Pengelompokan budaya dibagi dalam empat bagian berdasarkan kaum (kawom) atau disebut pula sebagai suku (sukee) besar, budaya ini mengikuti penelusuran antara lain melalui bahasa purba yakni ;
  • Budaya Lhee Reutoh (kaum/suku tiga ratus) yang berasal dari budaya Mantee sebagai penduduk asli.
  • Budaya Imeum Peuet (kaum/suku imam empat) yang berasal dari India selatan yang beragama Hindu.
  • Budaya Tok Batee (kaum/suku yang mencukupi batu) yang datang kemudian berasal dari berbagai etnis Eurasian, Asia Timur dan Arab.
  • Budaya Ja Sandang (kaum/suku penyandang) yaitu para imigran India yang umumnya telah memeluk agama Islam.

Dalam keseluruhan budaya tersebut diatas berlaku penyebutan bagi dirinya sebagai Ureueng Aceh yang berarti orang Aceh.

Era Kerajaan Islam Samudera-Pasai di Aceh

Sebelum Dinasti Usmaniyah di Turki berdiri pada tahun 699 H-1341 H atau bersamaan dengan tahun 1385 M-1923 M, ternyata nun jauh di belahan dunia sebelah timur, di dunia bagian Asia, telah muncul Kerajaan Islam Samudera-Pasai yang berada di wilayah Aceh yang didirikan oleh Meurah Silu (Meurah berarti Maharaja dalam bahasa Aceh) yang segera berganti nama setelah masuk Islam dengan nama Malik al-Saleh yang meninggal pada tahun 1297. Dimana penggantinya tidak jelas, namun pada tahun 1345 Samudera-Pasai diperintah oleh Malik Al Zahir, cucu Malik al-Saleh.

Era Sultan Iskandar Muda

Aceh merupakan negeri yang amat kaya dan makmur pada masa kejayaannya. Menurut seorang penjelajah asal Perancis yang tiba pada masa kejayaan Aceh di zaman Sultan Iskandar Muda Meukuta Perkasa Alam, kekuasaan Aceh mencapai pesisir barat Minangkabau, Sumatera Timur, hingga Perak di semenanjung Malaysia.

Aceh merupakan salah satu bangsa di pulau Sumatra yang memiliki tradisi militer, dan pernah menjadi bangsa terkuat di Selat Malaka, yang meliputi wilayah Sumatra dan Semenanjung Melayu, ketika dibawah kekuasaan Iskandar Muda.

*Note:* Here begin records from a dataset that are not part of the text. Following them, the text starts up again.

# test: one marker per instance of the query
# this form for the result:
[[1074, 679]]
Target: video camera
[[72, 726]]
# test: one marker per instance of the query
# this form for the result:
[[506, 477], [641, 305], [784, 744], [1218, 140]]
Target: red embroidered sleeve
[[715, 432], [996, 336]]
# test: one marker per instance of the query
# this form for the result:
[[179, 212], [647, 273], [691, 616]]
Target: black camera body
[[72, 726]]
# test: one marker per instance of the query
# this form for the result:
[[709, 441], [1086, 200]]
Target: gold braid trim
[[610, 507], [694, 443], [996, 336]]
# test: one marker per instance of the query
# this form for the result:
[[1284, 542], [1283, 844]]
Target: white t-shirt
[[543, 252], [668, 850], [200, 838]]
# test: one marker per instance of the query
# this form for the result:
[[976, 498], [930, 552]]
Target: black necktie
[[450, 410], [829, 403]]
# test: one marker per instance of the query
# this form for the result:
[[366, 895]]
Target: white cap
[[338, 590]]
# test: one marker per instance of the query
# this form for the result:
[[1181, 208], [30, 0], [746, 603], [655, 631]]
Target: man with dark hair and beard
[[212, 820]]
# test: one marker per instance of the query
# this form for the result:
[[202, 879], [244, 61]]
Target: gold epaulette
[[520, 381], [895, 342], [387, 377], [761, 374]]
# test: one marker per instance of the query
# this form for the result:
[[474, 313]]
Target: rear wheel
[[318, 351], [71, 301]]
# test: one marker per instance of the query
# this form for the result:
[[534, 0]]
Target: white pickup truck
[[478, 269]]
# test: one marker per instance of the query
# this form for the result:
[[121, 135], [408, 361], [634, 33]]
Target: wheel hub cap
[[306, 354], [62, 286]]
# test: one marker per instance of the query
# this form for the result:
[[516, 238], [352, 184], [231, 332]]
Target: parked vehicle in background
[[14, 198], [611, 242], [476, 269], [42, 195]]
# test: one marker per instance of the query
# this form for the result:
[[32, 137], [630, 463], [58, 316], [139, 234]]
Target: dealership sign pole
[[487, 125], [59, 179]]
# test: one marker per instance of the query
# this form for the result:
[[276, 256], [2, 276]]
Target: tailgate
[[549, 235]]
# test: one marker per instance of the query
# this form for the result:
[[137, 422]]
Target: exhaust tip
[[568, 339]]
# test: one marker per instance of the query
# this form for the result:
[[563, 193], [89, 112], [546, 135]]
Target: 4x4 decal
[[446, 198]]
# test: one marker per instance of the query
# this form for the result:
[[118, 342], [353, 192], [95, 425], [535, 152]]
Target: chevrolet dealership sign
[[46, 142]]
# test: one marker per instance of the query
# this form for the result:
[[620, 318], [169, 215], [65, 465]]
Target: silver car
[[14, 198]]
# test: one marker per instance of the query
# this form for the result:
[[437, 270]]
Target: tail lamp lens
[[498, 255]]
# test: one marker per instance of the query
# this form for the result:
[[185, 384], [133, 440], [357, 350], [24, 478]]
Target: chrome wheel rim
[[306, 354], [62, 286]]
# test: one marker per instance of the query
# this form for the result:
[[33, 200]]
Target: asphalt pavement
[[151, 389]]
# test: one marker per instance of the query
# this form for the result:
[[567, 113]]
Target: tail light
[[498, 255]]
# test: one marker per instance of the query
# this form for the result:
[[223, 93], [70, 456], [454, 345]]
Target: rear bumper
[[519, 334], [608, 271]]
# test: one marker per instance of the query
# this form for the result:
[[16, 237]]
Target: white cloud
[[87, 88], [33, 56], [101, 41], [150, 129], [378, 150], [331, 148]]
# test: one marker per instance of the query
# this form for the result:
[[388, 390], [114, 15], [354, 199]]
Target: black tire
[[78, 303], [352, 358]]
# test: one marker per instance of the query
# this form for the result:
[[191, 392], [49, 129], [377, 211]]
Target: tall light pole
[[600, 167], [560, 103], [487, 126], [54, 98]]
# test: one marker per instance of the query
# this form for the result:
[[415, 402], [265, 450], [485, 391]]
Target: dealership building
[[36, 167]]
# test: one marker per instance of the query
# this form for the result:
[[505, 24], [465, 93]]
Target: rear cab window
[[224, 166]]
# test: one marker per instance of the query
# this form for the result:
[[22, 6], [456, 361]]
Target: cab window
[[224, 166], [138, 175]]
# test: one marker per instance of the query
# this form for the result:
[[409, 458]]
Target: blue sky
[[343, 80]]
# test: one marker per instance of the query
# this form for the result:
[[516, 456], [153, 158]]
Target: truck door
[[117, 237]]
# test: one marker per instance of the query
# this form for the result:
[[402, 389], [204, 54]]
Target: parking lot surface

Sultan Iskandar Muda kemudian menikah dengan seorang putri dari Kesultanan Pahang. Putri ini dikenal dengan nama Putroe Phang. Konon, karena terlalu cintanya sang Sultan dengan istrinya, Sultan memerintahkan pembangunan Gunongan di tengah Medan Khayali (Taman Istana) sebagai tanda cintanya. Kabarnya, sang puteri selalu sedih karena memendam rindu yang amat sangat terhadap kampung halamannya yang berbukit-bukit. Oleh karena itu Sultan membangun Gunongan untuk mengubati rindu sang puteri. Hingga saat ini Gunongan masih dapat disaksikan dan dikunjungi.